The advancing and retracting member 52 is provided with a driving unit 53 such as a stepping motor or a servo motor in combination. The drive section 53 is connected to the control section 9 and the drive section 53 is driven by the control signal of the control section 9 so that the advance and retreat member 52 can be moved relative to the opening edge of the outer member 51 So that the periphery of the end portion of the advancing / retracting member 52 can move back and forth while being in contact with air. Therefore, when the first pump 31 is described as an example, when the valve 31A is closed and the valve 31B is closed and the advancing / retreating member 52 is retreated (moved in a direction to withdraw from the outer member 51) Is drawn from the introduction passage 22 to the inner region 50 through the suction port 54. [ When the valve 31A is closed and the valve 31B is opened and the advancing / retreating member 52 is advanced (pushed toward the inside of the outer member 51), the volume of the inner region 50 becomes small, 31B. In the specification, when the suction operation for retracting the advancing / retracting member 52 of the pump is performed, the resist liquid is discharged when the side where the resist solution enters is advanced to the primary side and the advancing / retracting member 52 of the pump Side is set as the secondary side.

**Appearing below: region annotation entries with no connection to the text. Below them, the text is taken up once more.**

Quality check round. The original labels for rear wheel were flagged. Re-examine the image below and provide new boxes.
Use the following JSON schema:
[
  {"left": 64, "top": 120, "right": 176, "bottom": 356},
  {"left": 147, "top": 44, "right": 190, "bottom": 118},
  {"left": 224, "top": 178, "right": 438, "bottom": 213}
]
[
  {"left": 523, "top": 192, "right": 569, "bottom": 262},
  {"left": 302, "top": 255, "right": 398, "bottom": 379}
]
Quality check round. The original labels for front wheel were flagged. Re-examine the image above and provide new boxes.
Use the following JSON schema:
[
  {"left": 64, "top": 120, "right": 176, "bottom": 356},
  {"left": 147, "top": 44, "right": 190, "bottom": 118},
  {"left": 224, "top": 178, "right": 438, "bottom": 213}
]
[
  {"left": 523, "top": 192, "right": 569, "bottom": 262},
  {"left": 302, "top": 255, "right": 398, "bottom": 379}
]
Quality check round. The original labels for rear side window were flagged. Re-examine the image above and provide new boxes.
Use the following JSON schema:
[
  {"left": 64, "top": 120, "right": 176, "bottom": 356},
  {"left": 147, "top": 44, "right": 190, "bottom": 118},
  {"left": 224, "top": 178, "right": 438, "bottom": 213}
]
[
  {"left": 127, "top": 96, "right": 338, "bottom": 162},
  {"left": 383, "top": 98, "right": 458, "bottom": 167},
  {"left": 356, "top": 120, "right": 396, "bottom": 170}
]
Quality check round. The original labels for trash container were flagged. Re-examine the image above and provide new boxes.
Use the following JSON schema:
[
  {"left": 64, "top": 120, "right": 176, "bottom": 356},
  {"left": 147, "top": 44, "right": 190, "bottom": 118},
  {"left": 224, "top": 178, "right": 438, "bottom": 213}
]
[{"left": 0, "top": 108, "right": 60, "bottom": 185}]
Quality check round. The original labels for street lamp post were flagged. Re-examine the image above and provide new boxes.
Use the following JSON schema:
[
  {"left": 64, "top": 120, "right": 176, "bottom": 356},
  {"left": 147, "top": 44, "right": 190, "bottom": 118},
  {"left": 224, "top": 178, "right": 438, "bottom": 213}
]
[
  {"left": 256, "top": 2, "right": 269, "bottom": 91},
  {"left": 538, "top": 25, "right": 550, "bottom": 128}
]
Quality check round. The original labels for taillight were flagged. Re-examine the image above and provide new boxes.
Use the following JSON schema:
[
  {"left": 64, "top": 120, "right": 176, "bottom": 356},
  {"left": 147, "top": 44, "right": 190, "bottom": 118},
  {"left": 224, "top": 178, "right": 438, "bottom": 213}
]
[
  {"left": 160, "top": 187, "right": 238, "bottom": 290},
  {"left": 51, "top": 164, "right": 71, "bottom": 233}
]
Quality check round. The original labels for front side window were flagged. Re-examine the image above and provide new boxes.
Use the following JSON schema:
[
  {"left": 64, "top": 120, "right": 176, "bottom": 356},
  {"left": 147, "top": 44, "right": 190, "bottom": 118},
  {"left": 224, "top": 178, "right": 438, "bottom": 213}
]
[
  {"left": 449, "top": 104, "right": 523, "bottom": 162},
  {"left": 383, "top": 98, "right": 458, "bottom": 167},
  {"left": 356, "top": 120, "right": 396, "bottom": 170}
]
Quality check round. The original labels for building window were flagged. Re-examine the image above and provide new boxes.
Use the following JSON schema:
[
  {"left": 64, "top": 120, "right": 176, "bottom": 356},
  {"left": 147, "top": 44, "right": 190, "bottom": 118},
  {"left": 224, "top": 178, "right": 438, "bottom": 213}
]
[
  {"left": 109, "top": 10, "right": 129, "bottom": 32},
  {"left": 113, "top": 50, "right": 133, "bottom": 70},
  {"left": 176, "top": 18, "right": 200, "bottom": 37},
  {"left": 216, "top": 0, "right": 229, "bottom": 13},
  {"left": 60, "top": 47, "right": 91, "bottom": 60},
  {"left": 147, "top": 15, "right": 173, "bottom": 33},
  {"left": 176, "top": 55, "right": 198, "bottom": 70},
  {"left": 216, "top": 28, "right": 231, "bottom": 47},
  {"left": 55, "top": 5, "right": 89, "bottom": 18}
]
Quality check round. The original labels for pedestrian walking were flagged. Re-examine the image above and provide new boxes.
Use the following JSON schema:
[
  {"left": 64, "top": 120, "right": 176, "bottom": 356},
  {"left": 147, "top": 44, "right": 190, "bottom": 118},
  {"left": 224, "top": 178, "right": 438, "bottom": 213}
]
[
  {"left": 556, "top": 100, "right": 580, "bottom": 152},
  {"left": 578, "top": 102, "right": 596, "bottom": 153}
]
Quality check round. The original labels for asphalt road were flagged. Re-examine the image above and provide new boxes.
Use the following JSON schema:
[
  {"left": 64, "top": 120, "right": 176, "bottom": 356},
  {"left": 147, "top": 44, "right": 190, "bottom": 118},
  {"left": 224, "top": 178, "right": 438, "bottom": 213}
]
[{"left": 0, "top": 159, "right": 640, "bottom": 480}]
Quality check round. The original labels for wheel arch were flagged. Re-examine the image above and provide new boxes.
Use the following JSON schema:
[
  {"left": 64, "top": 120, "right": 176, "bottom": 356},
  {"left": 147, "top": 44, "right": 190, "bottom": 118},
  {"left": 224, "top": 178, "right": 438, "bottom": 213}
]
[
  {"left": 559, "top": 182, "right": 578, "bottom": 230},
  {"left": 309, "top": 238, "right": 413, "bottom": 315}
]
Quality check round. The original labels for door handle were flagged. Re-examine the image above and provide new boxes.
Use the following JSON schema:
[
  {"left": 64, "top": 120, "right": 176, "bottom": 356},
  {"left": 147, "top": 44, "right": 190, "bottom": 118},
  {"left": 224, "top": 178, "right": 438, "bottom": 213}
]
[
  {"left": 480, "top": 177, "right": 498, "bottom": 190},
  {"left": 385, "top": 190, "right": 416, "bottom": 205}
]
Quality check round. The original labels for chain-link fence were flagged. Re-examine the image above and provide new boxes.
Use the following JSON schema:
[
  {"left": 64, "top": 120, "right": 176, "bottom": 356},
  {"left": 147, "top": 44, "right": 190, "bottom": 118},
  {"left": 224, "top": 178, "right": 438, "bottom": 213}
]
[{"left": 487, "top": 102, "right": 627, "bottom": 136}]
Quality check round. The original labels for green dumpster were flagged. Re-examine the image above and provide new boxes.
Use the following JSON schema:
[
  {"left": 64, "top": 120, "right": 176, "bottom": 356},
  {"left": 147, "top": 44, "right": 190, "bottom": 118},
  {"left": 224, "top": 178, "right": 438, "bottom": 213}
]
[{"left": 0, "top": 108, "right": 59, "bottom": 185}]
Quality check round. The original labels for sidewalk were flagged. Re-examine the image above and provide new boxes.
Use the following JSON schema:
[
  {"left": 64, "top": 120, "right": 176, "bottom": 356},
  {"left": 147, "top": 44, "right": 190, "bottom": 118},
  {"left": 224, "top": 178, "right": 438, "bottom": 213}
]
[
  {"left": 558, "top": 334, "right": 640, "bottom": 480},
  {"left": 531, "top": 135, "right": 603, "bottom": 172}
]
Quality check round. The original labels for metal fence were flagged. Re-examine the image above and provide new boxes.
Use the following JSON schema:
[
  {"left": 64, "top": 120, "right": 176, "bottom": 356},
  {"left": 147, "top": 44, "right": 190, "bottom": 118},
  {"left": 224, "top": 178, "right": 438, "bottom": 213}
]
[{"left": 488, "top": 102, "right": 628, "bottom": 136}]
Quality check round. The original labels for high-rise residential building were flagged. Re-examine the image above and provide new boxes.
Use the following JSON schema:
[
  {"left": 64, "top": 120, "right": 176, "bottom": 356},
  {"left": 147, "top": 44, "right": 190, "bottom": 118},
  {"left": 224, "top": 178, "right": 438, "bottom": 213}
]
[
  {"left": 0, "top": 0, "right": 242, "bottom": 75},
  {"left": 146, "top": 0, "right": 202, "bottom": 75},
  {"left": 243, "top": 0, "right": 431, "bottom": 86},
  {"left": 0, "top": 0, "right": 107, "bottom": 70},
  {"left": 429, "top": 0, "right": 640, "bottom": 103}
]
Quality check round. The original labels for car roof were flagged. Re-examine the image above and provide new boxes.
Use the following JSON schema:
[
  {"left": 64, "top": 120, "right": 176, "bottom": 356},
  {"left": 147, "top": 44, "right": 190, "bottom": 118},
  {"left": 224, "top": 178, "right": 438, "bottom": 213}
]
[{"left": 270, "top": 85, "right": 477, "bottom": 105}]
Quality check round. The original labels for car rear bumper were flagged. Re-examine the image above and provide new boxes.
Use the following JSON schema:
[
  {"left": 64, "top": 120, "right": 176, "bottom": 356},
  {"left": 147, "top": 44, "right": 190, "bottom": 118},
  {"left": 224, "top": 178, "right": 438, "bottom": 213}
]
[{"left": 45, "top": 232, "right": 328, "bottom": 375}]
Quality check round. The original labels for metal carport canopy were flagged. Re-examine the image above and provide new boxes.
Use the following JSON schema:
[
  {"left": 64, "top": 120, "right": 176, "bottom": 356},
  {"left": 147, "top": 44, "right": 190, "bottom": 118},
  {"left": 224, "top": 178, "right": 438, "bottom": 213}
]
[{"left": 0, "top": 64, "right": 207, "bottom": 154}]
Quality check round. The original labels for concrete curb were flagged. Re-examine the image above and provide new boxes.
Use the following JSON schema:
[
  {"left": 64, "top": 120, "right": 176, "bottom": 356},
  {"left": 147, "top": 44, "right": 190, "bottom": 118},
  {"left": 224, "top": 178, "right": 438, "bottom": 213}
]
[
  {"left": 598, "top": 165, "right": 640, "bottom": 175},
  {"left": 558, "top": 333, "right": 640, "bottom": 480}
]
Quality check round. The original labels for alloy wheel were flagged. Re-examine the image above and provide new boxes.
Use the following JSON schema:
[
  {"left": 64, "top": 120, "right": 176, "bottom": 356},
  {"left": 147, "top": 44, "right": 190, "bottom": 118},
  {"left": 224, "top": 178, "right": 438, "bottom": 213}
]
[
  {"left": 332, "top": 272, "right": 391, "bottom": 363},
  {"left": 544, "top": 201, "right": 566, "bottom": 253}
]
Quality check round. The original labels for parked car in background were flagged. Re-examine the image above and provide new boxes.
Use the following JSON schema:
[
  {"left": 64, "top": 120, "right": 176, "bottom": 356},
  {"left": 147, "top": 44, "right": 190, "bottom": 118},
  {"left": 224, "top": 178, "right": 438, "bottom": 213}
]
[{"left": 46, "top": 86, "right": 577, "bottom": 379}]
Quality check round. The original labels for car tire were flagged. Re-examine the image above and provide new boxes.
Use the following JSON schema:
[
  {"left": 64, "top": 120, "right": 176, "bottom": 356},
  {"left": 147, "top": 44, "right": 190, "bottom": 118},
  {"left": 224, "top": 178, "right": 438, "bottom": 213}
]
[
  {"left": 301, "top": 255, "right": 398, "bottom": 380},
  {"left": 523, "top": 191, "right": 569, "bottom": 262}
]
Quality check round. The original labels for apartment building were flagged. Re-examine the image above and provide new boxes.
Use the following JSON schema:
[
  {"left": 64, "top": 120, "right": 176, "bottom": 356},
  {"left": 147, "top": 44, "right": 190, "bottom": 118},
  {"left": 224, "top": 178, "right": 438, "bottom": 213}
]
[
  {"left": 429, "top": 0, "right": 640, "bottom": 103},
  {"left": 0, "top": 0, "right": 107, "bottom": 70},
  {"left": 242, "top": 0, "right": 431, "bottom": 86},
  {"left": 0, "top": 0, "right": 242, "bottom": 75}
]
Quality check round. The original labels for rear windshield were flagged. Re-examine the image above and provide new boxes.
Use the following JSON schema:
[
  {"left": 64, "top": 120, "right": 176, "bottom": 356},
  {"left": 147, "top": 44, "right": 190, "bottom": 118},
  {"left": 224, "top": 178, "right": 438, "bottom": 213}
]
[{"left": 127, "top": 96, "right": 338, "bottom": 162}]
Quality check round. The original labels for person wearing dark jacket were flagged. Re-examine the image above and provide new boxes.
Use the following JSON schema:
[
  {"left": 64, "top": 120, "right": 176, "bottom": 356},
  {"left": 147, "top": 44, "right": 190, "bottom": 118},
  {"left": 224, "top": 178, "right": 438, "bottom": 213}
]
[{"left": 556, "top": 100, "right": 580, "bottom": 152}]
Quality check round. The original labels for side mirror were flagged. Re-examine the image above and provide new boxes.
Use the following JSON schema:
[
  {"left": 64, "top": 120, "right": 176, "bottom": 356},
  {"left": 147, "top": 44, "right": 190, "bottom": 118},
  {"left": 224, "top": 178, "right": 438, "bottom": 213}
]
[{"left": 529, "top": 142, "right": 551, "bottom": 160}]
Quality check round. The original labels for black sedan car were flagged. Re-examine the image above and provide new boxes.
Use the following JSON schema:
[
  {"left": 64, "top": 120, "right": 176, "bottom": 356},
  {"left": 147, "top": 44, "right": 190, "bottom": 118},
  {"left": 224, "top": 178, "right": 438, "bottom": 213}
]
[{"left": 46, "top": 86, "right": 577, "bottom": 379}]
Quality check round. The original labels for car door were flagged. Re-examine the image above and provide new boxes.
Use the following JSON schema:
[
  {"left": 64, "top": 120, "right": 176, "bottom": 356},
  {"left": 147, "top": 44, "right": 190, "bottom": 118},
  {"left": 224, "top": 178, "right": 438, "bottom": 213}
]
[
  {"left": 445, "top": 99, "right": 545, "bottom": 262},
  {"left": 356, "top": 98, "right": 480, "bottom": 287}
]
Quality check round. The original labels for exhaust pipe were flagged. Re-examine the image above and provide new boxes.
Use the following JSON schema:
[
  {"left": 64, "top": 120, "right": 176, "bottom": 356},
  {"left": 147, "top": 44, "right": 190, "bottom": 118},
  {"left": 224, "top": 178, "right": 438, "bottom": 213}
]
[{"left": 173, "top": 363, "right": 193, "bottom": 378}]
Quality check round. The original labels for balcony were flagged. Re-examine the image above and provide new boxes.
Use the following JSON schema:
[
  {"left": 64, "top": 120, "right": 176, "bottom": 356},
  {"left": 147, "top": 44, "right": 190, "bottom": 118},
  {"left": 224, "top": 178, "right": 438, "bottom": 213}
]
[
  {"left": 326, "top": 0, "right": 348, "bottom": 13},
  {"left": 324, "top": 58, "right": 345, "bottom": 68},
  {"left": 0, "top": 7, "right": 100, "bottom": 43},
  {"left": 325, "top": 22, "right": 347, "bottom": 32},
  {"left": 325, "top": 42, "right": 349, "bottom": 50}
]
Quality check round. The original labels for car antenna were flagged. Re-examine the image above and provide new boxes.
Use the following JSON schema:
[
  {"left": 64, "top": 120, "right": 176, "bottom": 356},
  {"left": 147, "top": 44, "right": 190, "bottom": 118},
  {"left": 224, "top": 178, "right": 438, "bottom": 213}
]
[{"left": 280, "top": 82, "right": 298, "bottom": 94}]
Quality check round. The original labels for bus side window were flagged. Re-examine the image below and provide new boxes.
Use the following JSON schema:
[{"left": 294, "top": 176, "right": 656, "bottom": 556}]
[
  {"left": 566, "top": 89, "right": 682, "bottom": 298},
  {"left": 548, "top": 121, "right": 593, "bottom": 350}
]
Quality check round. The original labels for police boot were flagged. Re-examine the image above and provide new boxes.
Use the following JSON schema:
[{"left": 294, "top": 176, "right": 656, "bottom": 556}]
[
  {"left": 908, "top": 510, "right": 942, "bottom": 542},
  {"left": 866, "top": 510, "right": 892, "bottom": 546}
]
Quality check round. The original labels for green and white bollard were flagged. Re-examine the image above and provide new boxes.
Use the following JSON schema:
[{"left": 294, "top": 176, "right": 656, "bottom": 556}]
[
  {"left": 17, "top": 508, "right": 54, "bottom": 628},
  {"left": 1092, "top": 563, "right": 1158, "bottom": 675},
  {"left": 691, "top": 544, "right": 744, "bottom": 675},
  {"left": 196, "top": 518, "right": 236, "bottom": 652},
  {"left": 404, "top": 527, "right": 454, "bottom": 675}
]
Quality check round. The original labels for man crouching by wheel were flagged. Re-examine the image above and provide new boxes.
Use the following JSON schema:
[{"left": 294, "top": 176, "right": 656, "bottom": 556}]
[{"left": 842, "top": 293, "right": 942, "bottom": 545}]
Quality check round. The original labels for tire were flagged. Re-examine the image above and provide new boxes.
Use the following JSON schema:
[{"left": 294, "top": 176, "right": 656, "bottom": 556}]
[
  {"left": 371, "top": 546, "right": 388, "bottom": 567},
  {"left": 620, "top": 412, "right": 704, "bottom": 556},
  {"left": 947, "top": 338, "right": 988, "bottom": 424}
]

1, the cup module 10 includes a cup 90, a resist liquid scattered from a semiconductor wafer (hereinafter, referred to as a "wafer") W as a substrate to be processed, And a spin chuck 11 configured to discharge the wafer W from the exhaust pipe 14 and to hold the center portion of the back surface of the wafer W horizontally by suction. The spin chuck 11 is connected to the rotating mechanism 13 through a vertically extending rotary shaft 12. The rotation mechanism 13 is provided with a rotation drive source such as a rotation motor (not shown), and is configured to be able to rotate at a predetermined speed. Then, a prescribed amount of the resist solution is supplied to the wafer W from the nozzle 5 of the resist solution supplying device 1 described above.

In the resist solution supplying device 1, for example, a control section 9 composed of a computer is provided. The control section 9 is provided with a program storage section. The program storage section stores the supply and discharge of the resist liquid by the first and second pumps 31 and 32, the first and second three-way valves 36, and 37, the pressure measuring unit 7 measures the pressure of the resist solution, and the control of the supply control valve 6 and the operation of the cup module 10 are stored . This program is stored in a storage medium such as a flexible disk, a compact disk, a hard disk, an MO (magneto-optical disk), or a memory card and installed in the control unit 9.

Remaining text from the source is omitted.